The optimal location of production areas and processing plants in the New Zealand tomato processing industry
1978
Miller, P. W.
The location and the spatial relationships between production and processing shift through time due to changes in such factors as production methods, processing, transportation and market structure. This study is concerned with such relationships in the tomato processing industry in New Zealand. In the past, the regional distribution of production and processing tomatoes has been determined by the historical location and capacity of the processing facilities. However, the merger of smaller companies into larger concerns has caused the some re-location of production into fewer and more specialised regions. More recently there have been changes in production techniques which are expected to further modify the spatial distribution of production and processing within this industry.

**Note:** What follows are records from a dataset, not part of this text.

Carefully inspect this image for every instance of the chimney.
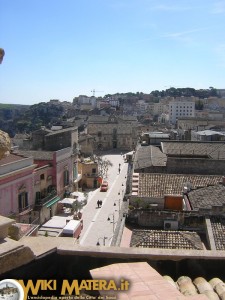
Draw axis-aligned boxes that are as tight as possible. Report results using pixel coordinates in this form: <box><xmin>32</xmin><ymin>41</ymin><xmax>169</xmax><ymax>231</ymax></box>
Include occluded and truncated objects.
<box><xmin>222</xmin><ymin>176</ymin><xmax>225</xmax><ymax>186</ymax></box>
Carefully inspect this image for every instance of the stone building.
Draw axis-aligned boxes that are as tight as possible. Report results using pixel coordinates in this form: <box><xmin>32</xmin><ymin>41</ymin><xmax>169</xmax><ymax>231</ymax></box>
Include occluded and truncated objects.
<box><xmin>87</xmin><ymin>114</ymin><xmax>138</xmax><ymax>151</ymax></box>
<box><xmin>128</xmin><ymin>172</ymin><xmax>225</xmax><ymax>252</ymax></box>
<box><xmin>78</xmin><ymin>133</ymin><xmax>95</xmax><ymax>157</ymax></box>
<box><xmin>177</xmin><ymin>117</ymin><xmax>225</xmax><ymax>131</ymax></box>
<box><xmin>78</xmin><ymin>158</ymin><xmax>100</xmax><ymax>189</ymax></box>
<box><xmin>191</xmin><ymin>130</ymin><xmax>225</xmax><ymax>141</ymax></box>
<box><xmin>129</xmin><ymin>172</ymin><xmax>222</xmax><ymax>210</ymax></box>
<box><xmin>14</xmin><ymin>126</ymin><xmax>79</xmax><ymax>152</ymax></box>
<box><xmin>134</xmin><ymin>141</ymin><xmax>225</xmax><ymax>175</ymax></box>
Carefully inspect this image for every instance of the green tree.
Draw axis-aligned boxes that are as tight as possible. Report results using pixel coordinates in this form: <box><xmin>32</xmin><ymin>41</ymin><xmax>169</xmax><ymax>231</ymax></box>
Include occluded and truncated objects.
<box><xmin>195</xmin><ymin>100</ymin><xmax>204</xmax><ymax>110</ymax></box>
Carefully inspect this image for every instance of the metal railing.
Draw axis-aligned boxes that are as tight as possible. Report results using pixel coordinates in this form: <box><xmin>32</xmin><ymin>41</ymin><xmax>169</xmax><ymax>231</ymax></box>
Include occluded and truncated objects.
<box><xmin>18</xmin><ymin>204</ymin><xmax>34</xmax><ymax>213</ymax></box>
<box><xmin>35</xmin><ymin>190</ymin><xmax>57</xmax><ymax>206</ymax></box>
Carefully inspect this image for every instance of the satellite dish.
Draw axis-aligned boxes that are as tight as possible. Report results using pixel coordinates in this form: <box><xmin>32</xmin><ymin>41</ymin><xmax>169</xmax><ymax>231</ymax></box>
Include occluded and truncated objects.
<box><xmin>0</xmin><ymin>48</ymin><xmax>5</xmax><ymax>64</ymax></box>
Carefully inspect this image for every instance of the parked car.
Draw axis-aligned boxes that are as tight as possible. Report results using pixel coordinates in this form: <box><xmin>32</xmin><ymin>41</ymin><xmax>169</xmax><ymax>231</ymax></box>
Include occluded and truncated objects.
<box><xmin>100</xmin><ymin>181</ymin><xmax>108</xmax><ymax>192</ymax></box>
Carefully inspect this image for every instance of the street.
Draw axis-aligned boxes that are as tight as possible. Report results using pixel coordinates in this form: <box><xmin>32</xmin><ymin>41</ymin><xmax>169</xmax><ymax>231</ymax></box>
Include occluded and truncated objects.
<box><xmin>79</xmin><ymin>152</ymin><xmax>129</xmax><ymax>246</ymax></box>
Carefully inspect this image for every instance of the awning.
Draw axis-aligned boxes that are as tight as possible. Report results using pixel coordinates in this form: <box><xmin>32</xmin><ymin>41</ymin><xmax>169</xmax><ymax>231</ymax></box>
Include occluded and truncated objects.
<box><xmin>58</xmin><ymin>198</ymin><xmax>76</xmax><ymax>205</ymax></box>
<box><xmin>45</xmin><ymin>196</ymin><xmax>61</xmax><ymax>208</ymax></box>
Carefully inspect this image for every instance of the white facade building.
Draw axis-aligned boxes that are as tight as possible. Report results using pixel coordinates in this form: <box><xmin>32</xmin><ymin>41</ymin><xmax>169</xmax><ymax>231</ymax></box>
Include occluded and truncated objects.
<box><xmin>169</xmin><ymin>100</ymin><xmax>195</xmax><ymax>124</ymax></box>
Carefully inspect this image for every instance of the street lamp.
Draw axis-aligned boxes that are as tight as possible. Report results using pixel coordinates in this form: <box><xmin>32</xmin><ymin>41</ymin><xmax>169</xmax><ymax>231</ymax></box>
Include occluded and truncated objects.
<box><xmin>114</xmin><ymin>199</ymin><xmax>121</xmax><ymax>214</ymax></box>
<box><xmin>96</xmin><ymin>236</ymin><xmax>108</xmax><ymax>246</ymax></box>
<box><xmin>118</xmin><ymin>184</ymin><xmax>124</xmax><ymax>196</ymax></box>
<box><xmin>107</xmin><ymin>213</ymin><xmax>117</xmax><ymax>232</ymax></box>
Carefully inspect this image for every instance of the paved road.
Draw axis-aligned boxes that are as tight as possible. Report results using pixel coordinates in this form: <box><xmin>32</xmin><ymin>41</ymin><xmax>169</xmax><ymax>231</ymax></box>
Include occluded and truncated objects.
<box><xmin>79</xmin><ymin>152</ymin><xmax>129</xmax><ymax>246</ymax></box>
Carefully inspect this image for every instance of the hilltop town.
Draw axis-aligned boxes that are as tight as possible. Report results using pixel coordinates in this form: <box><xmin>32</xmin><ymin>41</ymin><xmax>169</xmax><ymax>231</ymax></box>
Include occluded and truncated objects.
<box><xmin>1</xmin><ymin>87</ymin><xmax>225</xmax><ymax>299</ymax></box>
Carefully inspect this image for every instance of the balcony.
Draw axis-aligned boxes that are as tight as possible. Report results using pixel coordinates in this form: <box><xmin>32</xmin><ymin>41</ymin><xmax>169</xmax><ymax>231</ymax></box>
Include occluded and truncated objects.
<box><xmin>18</xmin><ymin>204</ymin><xmax>34</xmax><ymax>214</ymax></box>
<box><xmin>35</xmin><ymin>190</ymin><xmax>58</xmax><ymax>207</ymax></box>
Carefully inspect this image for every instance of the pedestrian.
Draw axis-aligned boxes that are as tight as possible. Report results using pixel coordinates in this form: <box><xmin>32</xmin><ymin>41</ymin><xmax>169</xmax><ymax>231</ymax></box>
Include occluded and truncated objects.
<box><xmin>99</xmin><ymin>200</ymin><xmax>102</xmax><ymax>207</ymax></box>
<box><xmin>97</xmin><ymin>200</ymin><xmax>100</xmax><ymax>208</ymax></box>
<box><xmin>118</xmin><ymin>168</ymin><xmax>121</xmax><ymax>174</ymax></box>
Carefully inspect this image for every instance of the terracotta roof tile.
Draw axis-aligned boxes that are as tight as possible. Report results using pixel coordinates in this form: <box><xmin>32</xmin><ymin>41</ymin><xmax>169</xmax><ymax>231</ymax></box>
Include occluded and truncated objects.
<box><xmin>130</xmin><ymin>230</ymin><xmax>203</xmax><ymax>250</ymax></box>
<box><xmin>137</xmin><ymin>173</ymin><xmax>222</xmax><ymax>198</ymax></box>
<box><xmin>0</xmin><ymin>153</ymin><xmax>28</xmax><ymax>166</ymax></box>
<box><xmin>162</xmin><ymin>141</ymin><xmax>225</xmax><ymax>159</ymax></box>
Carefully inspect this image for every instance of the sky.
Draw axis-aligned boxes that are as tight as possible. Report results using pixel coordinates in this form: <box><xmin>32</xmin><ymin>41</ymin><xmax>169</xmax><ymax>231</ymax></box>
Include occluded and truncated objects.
<box><xmin>1</xmin><ymin>0</ymin><xmax>225</xmax><ymax>105</ymax></box>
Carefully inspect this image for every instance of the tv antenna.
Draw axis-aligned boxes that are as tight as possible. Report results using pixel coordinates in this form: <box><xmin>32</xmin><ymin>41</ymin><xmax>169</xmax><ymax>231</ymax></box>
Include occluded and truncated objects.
<box><xmin>91</xmin><ymin>89</ymin><xmax>104</xmax><ymax>97</ymax></box>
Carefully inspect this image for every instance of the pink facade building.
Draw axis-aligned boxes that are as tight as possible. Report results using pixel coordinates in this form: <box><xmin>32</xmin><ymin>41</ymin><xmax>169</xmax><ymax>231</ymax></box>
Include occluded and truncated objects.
<box><xmin>18</xmin><ymin>147</ymin><xmax>79</xmax><ymax>223</ymax></box>
<box><xmin>0</xmin><ymin>153</ymin><xmax>36</xmax><ymax>218</ymax></box>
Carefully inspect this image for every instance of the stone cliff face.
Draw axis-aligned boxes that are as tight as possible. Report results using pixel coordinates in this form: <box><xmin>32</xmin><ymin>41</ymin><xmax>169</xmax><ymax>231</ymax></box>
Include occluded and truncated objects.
<box><xmin>0</xmin><ymin>130</ymin><xmax>11</xmax><ymax>159</ymax></box>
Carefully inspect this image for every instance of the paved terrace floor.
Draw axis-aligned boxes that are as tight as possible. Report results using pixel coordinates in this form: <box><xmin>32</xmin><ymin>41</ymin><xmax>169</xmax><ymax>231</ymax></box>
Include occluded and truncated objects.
<box><xmin>90</xmin><ymin>261</ymin><xmax>208</xmax><ymax>300</ymax></box>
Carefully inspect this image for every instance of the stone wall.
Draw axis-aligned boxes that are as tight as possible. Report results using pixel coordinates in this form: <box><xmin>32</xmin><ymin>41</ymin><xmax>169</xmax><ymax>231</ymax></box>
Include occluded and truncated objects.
<box><xmin>45</xmin><ymin>131</ymin><xmax>72</xmax><ymax>151</ymax></box>
<box><xmin>167</xmin><ymin>157</ymin><xmax>225</xmax><ymax>175</ymax></box>
<box><xmin>135</xmin><ymin>158</ymin><xmax>225</xmax><ymax>175</ymax></box>
<box><xmin>127</xmin><ymin>209</ymin><xmax>207</xmax><ymax>231</ymax></box>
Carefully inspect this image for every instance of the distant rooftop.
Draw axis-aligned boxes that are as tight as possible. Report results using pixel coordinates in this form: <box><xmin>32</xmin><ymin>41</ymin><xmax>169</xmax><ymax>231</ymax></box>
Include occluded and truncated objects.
<box><xmin>133</xmin><ymin>145</ymin><xmax>167</xmax><ymax>169</ymax></box>
<box><xmin>0</xmin><ymin>153</ymin><xmax>29</xmax><ymax>166</ymax></box>
<box><xmin>195</xmin><ymin>130</ymin><xmax>225</xmax><ymax>136</ymax></box>
<box><xmin>88</xmin><ymin>115</ymin><xmax>137</xmax><ymax>123</ymax></box>
<box><xmin>17</xmin><ymin>150</ymin><xmax>54</xmax><ymax>161</ymax></box>
<box><xmin>161</xmin><ymin>141</ymin><xmax>225</xmax><ymax>159</ymax></box>
<box><xmin>45</xmin><ymin>126</ymin><xmax>77</xmax><ymax>136</ymax></box>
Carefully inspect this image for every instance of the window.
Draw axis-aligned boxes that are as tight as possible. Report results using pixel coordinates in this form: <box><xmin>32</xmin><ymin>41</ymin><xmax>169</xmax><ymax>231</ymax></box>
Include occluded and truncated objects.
<box><xmin>63</xmin><ymin>170</ymin><xmax>69</xmax><ymax>187</ymax></box>
<box><xmin>92</xmin><ymin>168</ymin><xmax>96</xmax><ymax>174</ymax></box>
<box><xmin>18</xmin><ymin>192</ymin><xmax>28</xmax><ymax>212</ymax></box>
<box><xmin>40</xmin><ymin>174</ymin><xmax>45</xmax><ymax>180</ymax></box>
<box><xmin>35</xmin><ymin>191</ymin><xmax>41</xmax><ymax>201</ymax></box>
<box><xmin>98</xmin><ymin>131</ymin><xmax>102</xmax><ymax>137</ymax></box>
<box><xmin>47</xmin><ymin>185</ymin><xmax>53</xmax><ymax>193</ymax></box>
<box><xmin>73</xmin><ymin>164</ymin><xmax>78</xmax><ymax>179</ymax></box>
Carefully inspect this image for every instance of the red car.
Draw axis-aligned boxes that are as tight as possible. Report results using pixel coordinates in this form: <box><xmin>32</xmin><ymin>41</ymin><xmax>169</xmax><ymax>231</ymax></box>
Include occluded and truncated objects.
<box><xmin>100</xmin><ymin>181</ymin><xmax>108</xmax><ymax>192</ymax></box>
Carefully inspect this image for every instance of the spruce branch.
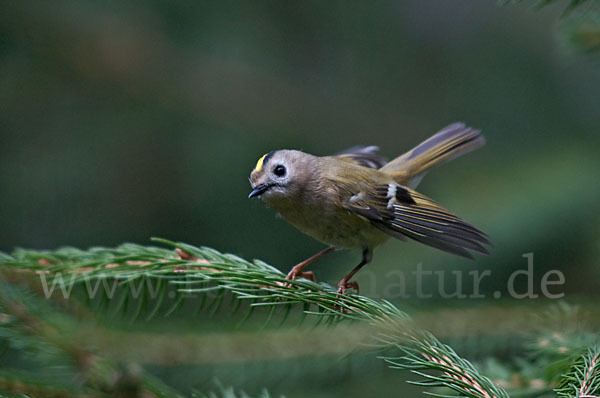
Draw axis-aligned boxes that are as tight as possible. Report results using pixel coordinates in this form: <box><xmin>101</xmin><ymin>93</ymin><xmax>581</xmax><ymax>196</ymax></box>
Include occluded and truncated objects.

The changes in production techniques have sufficiently altered the growing requirements for outdoor tomatoes such that a number of new production regions now have the potential to establish a tomato processing operation. The objective of this study is the investigation of the optimal location of production areas and processing plants for the rational expansion of the New Zealand tomato processing industry, given various levels of demand. The perishability and the relatively short distances over which raw tomatoes can be transported and still retain good quality mean that processing p1ants have traditionally been located in production regions. The study investigates the feasibility of decentralised processing operations where initial processing plants, located in production regions, produce an intermediate (pulped) product for shipment to finishing and canning plants located at marketing or trans-shipment points. The Logan and King model using the stammer-modified solution procedure is used to derive the least cost solution for the location of production areas and the size, type and location of processing plants. The Logan and King model is a normative optimising approach which produces a single minimum cost solution. However, cost minimisation alone is often too naive an objective for a decision-maker and thus heuristic methods are employed to provide low cost or near optimal solutions. These solutions provide a range of alternative spatial patterns for production and processing that can be fitted to the decision-makers specific needs. The sensitivity of the optimal solution to changes in major cost factors is also investigated.